Interpellati 75 reparti in Svizzera
La “terapia intensiva aperta” adottata all’OBV riprende il modello dell’Ospedale San Giovanni Bosco di Torino, uno dei pochi in Italia a disporre dell’orario esteso. Lo studio condotto da Claudio Speroni, che si è avvalso della collaborazione dei colleghi dell’OBV, ha interpellato tutti i reparti di medicina intensiva svizzeri, nei quali l’orario di visita è mediamente di otto ore. Si trovano però molti reparti aperti 24 ore al giorno in Inghilterra e negli Stati Uniti, così come in Svezia; in Francia la media è invece di 3 ore mentre è di un’ora soltanto in Italia, con orari più estesi nelle province di Varese e Como (3 ore)

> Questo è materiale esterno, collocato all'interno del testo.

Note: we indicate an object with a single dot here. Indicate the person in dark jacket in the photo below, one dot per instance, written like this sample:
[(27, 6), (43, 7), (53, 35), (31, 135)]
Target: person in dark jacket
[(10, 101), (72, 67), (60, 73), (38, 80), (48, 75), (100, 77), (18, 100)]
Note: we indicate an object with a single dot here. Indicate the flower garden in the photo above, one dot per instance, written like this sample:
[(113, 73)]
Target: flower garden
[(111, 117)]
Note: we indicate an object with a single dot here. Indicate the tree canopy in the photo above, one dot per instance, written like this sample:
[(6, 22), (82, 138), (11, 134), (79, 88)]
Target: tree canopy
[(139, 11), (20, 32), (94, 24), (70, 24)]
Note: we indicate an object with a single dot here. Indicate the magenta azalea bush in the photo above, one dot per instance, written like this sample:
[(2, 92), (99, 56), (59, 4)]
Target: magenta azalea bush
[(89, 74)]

Le cure intensive di Mendrisio
Nel reparto CI dell’OBV, che dispone di sei posti letto, lavorano a turno 24 infermieri e 4 assistenti di cura. Il reparto è gestito dal Dottor Alberto Pagnamenta, coadiuvato dal
Dottor Alessandro Chiesa, attivo pure all’Ospedale Universitario di Zurigo.
Dalle verifiche intraprese risulta che la struttura dell’EOC di Mendrisio è l’unica in Svizzera - insieme con l’Ospedale Cantonale di Winterthur - ad essere aperta sull’arco delle 24 ore.

I reparti di cure intense dei vari Ospedali EOC sono coordinati dal Dipartimento di medicina intensiva, diretto dal PD dr. med. Andreas Perren, Primario all’Ospedale Regionale di Bellinzona e Valli.